Carabinero Rodrigo Puga Herrera falleció tras un incidente en el Teatro Caupolicán mientras prestaba servicios de seguridad, lo que generó una grave falta disciplinaria.
Tras el fallecimiento del carabinero Rodrigo Puga Herrera, quien recibió un disparo en las cercanías del Teatro Caupolicán, se ha dado a conocer que tanto él como un compañero estaban desempeñando funciones de seguridad privada dentro del recinto, lo que se considera una infracción grave a las normativas de la institución.
Inicialmente, se había reportado que Puga era un asistente más de la fiesta que se llevaba a cabo en el lugar. Sin embargo, con el transcurso de las horas, se aclaró que ambos estaban trabajando como guardias de seguridad. Alrededor de las cuatro de la madrugada, ambos carabineros salieron a la calle al percatarse de una pelea en curso. En ese momento, intentaron intervenir, y el compañero del sargento segundo disparó en dos ocasiones. Estos disparos están siendo objeto de peritajes, ya que se sospecha que uno de ellos impactó en Puga, lo que le causó la muerte horas después en la ex Posta Central.

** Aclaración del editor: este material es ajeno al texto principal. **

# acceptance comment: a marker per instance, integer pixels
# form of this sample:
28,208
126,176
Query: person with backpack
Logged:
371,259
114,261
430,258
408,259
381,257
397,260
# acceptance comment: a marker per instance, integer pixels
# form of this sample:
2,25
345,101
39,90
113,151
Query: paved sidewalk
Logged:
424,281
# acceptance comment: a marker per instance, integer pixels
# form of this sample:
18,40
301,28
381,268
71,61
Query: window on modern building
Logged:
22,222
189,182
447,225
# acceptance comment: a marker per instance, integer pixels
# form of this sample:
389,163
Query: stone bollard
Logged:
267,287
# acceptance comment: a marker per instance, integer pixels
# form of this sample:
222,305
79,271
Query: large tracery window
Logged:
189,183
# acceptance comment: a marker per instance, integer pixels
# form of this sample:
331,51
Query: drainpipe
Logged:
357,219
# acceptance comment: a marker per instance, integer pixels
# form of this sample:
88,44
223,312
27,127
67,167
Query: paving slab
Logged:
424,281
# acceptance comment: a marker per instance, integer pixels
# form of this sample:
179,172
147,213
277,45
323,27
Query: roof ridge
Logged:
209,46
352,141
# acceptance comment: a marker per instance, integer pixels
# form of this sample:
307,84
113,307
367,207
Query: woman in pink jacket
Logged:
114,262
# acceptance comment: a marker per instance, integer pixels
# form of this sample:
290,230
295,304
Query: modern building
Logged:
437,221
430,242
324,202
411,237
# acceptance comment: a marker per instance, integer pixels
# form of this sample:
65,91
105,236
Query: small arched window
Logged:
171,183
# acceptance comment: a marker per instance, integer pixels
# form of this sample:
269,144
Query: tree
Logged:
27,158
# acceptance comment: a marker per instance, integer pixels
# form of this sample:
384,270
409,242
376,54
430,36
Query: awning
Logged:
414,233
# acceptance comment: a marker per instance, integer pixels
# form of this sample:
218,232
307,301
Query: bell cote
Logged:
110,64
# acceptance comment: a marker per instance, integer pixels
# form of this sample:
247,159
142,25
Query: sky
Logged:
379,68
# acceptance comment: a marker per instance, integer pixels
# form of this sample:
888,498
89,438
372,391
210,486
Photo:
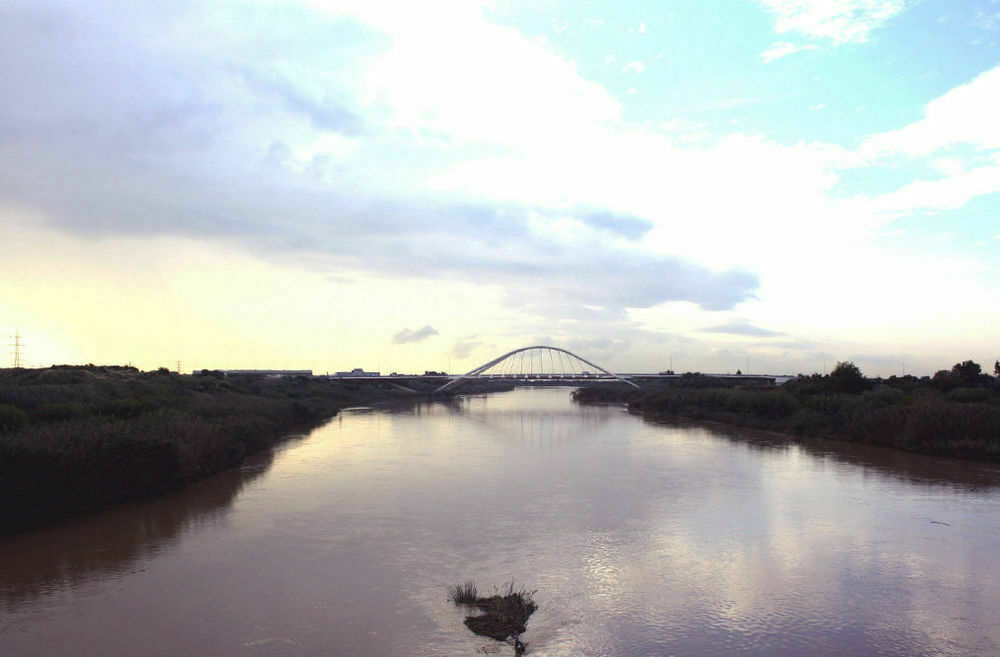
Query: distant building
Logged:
357,371
274,374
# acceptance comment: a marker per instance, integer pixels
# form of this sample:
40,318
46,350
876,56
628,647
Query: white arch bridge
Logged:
539,362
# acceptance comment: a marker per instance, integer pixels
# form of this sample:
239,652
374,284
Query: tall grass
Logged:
78,439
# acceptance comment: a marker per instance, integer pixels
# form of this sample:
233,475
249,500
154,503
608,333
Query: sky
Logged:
765,185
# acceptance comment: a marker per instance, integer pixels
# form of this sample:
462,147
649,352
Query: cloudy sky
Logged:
772,185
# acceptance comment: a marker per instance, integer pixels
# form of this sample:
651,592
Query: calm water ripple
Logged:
641,538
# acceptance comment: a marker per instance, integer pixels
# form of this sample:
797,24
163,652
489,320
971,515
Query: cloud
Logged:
406,335
840,21
783,49
963,115
741,328
464,348
948,193
625,225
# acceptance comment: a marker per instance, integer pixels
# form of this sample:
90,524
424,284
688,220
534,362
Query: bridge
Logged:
539,362
541,365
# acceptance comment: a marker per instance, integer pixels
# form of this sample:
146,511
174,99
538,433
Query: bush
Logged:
969,395
11,417
846,377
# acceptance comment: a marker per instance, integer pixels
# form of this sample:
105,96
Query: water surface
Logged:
642,539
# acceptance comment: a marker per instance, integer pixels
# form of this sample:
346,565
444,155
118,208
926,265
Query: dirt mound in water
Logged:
504,614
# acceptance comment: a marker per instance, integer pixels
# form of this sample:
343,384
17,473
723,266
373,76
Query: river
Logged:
640,538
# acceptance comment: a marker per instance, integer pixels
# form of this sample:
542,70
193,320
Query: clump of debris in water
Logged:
505,611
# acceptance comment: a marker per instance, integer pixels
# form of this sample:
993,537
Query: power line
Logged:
17,344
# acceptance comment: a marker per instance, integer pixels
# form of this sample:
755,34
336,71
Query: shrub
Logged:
969,395
11,417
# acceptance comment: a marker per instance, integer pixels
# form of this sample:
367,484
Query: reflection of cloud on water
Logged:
880,461
94,547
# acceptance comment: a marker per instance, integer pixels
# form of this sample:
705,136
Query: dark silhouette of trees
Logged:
846,377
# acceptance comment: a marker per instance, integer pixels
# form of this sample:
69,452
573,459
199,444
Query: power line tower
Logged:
16,344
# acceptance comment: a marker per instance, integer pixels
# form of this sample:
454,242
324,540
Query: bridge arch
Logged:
536,350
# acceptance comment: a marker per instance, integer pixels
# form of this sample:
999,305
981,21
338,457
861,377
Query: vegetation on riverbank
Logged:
954,413
505,611
75,439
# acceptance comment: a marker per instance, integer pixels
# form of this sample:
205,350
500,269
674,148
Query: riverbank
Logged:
77,439
908,414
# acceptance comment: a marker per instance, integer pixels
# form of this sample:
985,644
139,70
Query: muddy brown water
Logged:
641,538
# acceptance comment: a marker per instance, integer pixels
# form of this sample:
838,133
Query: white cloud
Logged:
964,115
783,49
840,21
419,335
946,194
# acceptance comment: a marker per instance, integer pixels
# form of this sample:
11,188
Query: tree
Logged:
846,377
970,372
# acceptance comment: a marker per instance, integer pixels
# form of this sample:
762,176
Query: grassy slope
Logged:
963,422
75,439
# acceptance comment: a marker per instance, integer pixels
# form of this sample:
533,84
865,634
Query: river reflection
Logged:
641,538
115,542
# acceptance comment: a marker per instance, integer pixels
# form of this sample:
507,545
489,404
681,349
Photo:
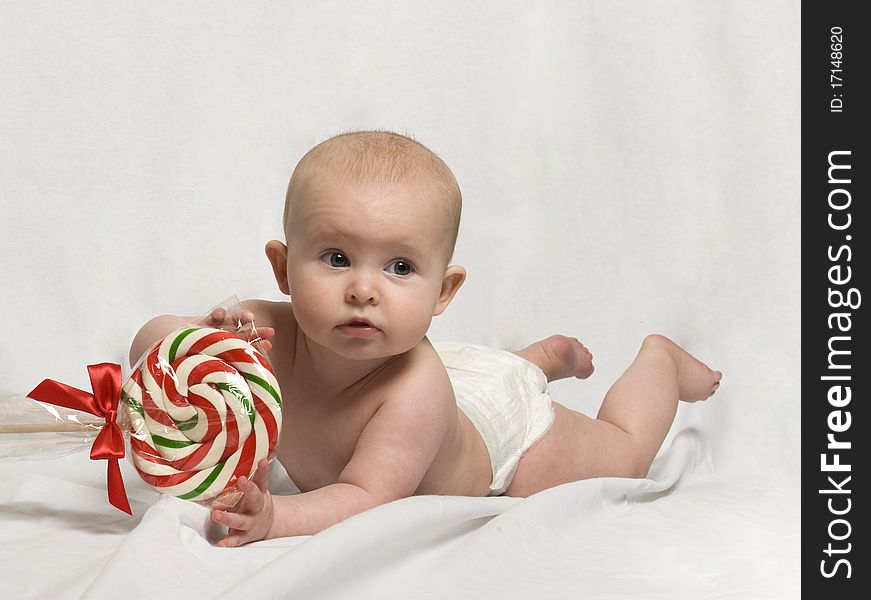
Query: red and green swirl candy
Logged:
204,409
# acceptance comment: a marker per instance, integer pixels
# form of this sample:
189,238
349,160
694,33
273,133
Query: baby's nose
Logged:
362,292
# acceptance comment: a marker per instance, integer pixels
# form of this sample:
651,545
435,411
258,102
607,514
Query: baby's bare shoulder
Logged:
419,377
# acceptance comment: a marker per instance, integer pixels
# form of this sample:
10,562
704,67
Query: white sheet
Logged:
627,167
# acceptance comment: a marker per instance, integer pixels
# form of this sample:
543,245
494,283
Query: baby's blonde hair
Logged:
380,156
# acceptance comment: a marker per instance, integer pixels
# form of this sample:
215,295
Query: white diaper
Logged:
505,398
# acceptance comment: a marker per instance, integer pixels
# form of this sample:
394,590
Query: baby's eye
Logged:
400,267
336,259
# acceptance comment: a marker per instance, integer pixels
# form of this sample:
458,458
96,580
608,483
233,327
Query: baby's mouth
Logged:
359,328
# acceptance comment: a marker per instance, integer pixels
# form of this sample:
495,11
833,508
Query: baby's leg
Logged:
635,416
559,357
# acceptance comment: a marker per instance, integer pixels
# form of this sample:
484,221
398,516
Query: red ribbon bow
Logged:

Como consecuencia de este incidente, el compañero de Puga fue detenido y dado de baja, enfrentando la posibilidad de ser formalizado por el delito de homicidio consumado en relación con su compañero. El teniente Fernando Albornoz, en declaraciones a 24 Horas, indicó que ambos carabineros incurrieron en “una falta grave” al realizar labores de seguridad mientras eran funcionarios activos de Carabineros. Albornoz explicó que, debido a la gravedad de la infracción a la disciplina, se procede a la baja inmediata de los involucrados en estos casos.
El teniente también destacó que esta situación es irregular y no es común entre los carabineros en servicio activo. Aclaró que la Ley de Seguridad Privada permite a los funcionarios en retiro realizar este tipo de trabajos, lo que marca una diferencia en la normativa aplicable. Albornoz enfatizó la importancia de ser transparentes con la comunidad respecto a este asunto, confirmando que se trataba de dos carabineros en servicio activo que estaban realizando trabajos remunerados de seguridad privada.
En cuanto a la trayectoria de Rodrigo Puga, se ha informado que era un carabinero destacado, casado y padre de dos hijos, uno de 15 años y otro que pronto cumpliría un año. Según datos proporcionados por Meganoticias, Puga contaba con una hoja de vida ejemplar dentro de la institución y era reconocido por sus colegas como un generoso formador de nuevos policías destinados a su comisaría. Sus compañeros lo describieron como un tutor para muchos nuevos carabineros, destacando su experiencia, paciencia y disposición para compartir conocimientos con sus colegas.